L’Etat a refusé toute aide. Le Maire de Paris a annoncé les premières mesures, 100 puis 200 000 euros ont été débloqués. Cette inaction humanitaire de l’Etat est profondément contraire à notre tradition. L’idée de soumettre l’aide humanitaire à une position politique est choquante.
J’ai entendu les analystes qui lient ce recul de nos capacités d’humanité à la poussée d’un parti aux relents xénophobes. Sans doute des calculs de cuisine électorale, des frilosités, des craintes assaisonnées de théorie d’appel d’air pèsent-elles.
J’y vois surtout le marqueur de responsables, de leaders d’opinion désemparés, qui perdent le sens de leurs valeurs. Les discours de repli, de stigmatisation marquent des points dans notre pays.

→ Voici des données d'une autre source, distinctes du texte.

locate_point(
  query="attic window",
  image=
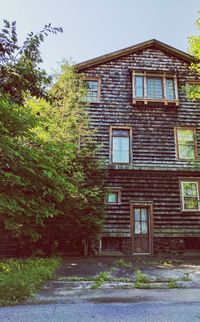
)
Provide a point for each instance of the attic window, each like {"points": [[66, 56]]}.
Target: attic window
{"points": [[154, 87]]}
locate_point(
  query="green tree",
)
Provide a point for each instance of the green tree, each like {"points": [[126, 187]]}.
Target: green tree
{"points": [[19, 64], [48, 171], [194, 49]]}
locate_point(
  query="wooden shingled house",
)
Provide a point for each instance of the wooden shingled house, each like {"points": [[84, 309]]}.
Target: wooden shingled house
{"points": [[149, 131]]}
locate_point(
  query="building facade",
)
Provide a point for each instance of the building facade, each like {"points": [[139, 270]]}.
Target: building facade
{"points": [[149, 135]]}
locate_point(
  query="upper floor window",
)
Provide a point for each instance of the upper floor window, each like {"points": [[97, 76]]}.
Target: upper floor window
{"points": [[154, 87], [114, 196], [186, 148], [193, 90], [93, 90], [120, 145], [190, 195]]}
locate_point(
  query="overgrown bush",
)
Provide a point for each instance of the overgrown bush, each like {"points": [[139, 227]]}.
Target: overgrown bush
{"points": [[20, 279]]}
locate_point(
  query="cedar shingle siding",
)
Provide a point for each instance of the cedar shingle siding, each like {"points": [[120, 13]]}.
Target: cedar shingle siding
{"points": [[154, 173]]}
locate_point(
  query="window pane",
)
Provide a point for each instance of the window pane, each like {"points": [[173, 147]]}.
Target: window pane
{"points": [[191, 203], [113, 197], [138, 228], [137, 214], [186, 143], [144, 214], [144, 228], [185, 135], [154, 87], [120, 149], [170, 94], [92, 85], [92, 90], [190, 189], [92, 96], [186, 152], [139, 86]]}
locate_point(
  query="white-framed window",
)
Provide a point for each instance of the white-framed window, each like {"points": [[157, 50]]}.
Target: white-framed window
{"points": [[190, 195], [156, 87], [93, 87], [114, 196], [186, 145], [120, 142]]}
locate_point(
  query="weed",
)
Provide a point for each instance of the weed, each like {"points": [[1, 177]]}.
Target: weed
{"points": [[186, 277], [172, 283], [122, 263], [141, 280], [19, 278], [100, 279], [141, 277]]}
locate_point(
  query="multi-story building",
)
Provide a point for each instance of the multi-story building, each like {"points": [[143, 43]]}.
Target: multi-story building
{"points": [[148, 129]]}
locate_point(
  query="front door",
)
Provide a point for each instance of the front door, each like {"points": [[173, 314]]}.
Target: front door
{"points": [[141, 229]]}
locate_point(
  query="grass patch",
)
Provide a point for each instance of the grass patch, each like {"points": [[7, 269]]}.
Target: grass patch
{"points": [[100, 279], [172, 283], [141, 279], [21, 278], [122, 263], [75, 278], [186, 277]]}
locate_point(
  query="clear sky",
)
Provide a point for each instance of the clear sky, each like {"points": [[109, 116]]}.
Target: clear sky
{"points": [[96, 27]]}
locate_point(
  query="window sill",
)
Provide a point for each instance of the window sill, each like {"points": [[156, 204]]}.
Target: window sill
{"points": [[146, 101], [190, 210]]}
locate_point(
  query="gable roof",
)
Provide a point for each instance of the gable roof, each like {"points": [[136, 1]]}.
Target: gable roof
{"points": [[143, 45]]}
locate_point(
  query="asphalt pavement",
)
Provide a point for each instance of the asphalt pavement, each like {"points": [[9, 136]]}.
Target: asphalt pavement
{"points": [[115, 312]]}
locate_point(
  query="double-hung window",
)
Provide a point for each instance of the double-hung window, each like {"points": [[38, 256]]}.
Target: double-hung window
{"points": [[120, 145], [154, 87], [93, 90], [114, 196], [190, 195], [186, 147]]}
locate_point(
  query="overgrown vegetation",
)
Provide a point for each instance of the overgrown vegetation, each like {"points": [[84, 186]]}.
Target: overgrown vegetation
{"points": [[193, 90], [100, 279], [122, 263], [141, 279], [48, 168], [172, 283], [20, 279]]}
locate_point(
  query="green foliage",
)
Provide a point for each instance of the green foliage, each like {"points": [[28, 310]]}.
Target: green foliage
{"points": [[172, 283], [193, 91], [43, 171], [141, 279], [100, 279], [19, 279], [186, 277], [19, 64], [122, 263]]}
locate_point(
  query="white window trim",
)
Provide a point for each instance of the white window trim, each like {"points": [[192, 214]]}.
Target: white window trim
{"points": [[145, 99], [111, 143], [182, 195], [119, 195], [194, 140], [97, 79]]}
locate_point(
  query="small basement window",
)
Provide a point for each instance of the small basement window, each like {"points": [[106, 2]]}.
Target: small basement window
{"points": [[154, 87], [114, 196], [190, 195], [186, 145], [111, 243], [93, 90], [120, 141]]}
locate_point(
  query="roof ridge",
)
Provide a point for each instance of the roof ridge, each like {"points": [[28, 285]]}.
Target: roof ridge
{"points": [[122, 52]]}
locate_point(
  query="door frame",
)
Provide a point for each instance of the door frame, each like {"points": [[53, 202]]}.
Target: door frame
{"points": [[149, 205]]}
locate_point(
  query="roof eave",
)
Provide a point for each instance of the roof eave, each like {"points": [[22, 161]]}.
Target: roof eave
{"points": [[119, 53]]}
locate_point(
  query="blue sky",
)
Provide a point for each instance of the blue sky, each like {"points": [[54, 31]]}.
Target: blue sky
{"points": [[96, 27]]}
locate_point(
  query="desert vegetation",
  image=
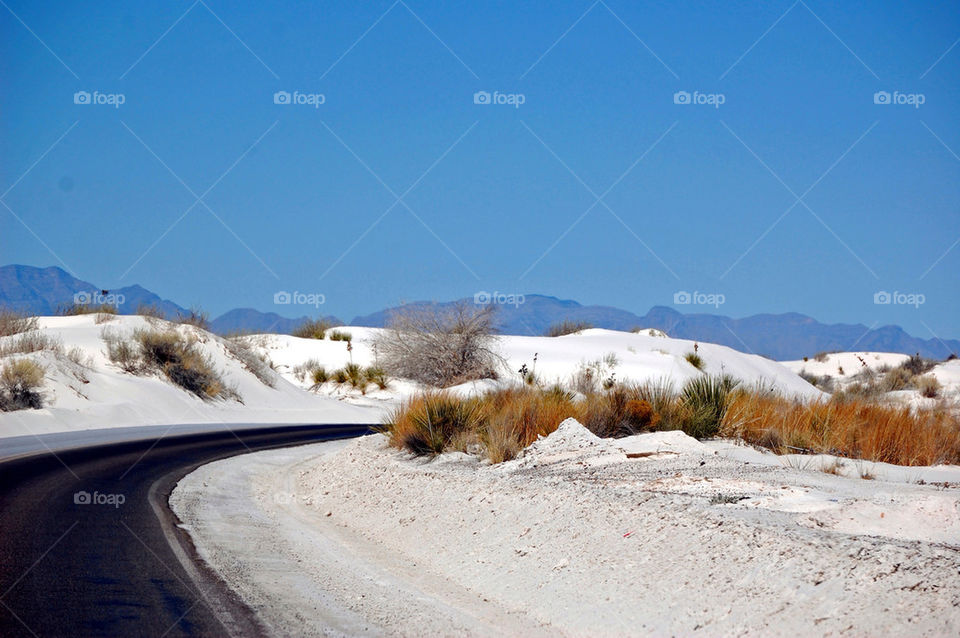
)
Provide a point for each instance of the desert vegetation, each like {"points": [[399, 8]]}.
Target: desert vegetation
{"points": [[312, 329], [500, 424], [174, 355], [20, 382], [440, 346], [13, 323]]}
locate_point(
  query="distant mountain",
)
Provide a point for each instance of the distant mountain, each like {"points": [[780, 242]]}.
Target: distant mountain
{"points": [[43, 291], [250, 320], [784, 336], [781, 337]]}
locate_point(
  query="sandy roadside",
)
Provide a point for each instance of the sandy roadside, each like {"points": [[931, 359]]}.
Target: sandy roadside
{"points": [[574, 538]]}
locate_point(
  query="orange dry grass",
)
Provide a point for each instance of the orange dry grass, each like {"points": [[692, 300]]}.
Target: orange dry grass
{"points": [[854, 429]]}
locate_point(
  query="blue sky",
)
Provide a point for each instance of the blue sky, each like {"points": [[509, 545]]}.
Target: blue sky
{"points": [[797, 193]]}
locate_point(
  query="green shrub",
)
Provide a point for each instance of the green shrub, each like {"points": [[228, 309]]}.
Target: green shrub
{"points": [[12, 323], [319, 376], [566, 327], [929, 387], [695, 360], [312, 329], [376, 376], [426, 424], [20, 381]]}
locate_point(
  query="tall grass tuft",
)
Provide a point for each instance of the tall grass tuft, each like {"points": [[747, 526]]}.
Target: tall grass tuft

L’arrivée de 3 ou 400 tunisiens dans notre capitale aura révélé l’ampleur des dégâts. La montée des discours populistes en Europe est là.
Et sur le plan politique ? Fidèle à elle-même et à la politique du Chef de l’Etat, la droite voit les migrants tunisiens comme une menace et applique une logique uniquement policière. Elle arrête, place en rétention et renvoie brutalement. Je dis brutalement car beaucoup de tunisiens, constatant qu’ils ne trouveront pas en France ce qu’ils croyaient y trouver, veulent repartir. Ils ne demandent que de la dignité, mais même cela, le gouvernement ne l’accorde pas.
Le renvoi de balles entre la France et l’Italie est indécent. Il est fondé sur une lecture partagée par les dirigeants de ces 2 pays qui considèrent toute immigration comme un fardeau et une atteinte à l’identité nationale.
Ils brandissent l’esprit de responsabilité mais pratiquent la politique du bouc émissaire. Si nos sociétés ne vont pas bien, les migrants n’y sont pourtant pour rien, c’est la perte de projet collectif et de valeurs partagées qui sont en cause. Et l’exemple donné par les premiers responsables de la France et de l’Italie est à cet égard particulièrement éloquent.
Notre conseil municipal, directement confronté à l’arrivée des migrants, doit s’engager sans hésitations pour leur apporter l’aide humanitaire nécessaire. Et défendre une étude personnelle du parcours de chacun.
Le sens du vœu proposé porte une philosophie générale d’accueil que je partage. Mais je ne souhaite pas que l’impression soit donnée que les seules lignes tracées par notre conseil soient de s’adresser aux autres collectivités, de demander à la région d’agir et de ne rien dire de nos propres responsabilités. Nous devons aussi affirmer notre engagement humanitaire dans l’accueil de ceux qui arrivent démunis de tout sur le territoire du 19e.
Aussi je propose d’ajouter au vœu cet engagement de notre municipalité sous la forme du paragraphe suivant :
« Le conseil du 19e affirme son engagement d’apporter aux migrants présents porte de la Villette et dans le 19e toute l’aide humanitaire nécessaire et conforme au respect de la dignité humaine. » La proposition est adoptée par le Conseil.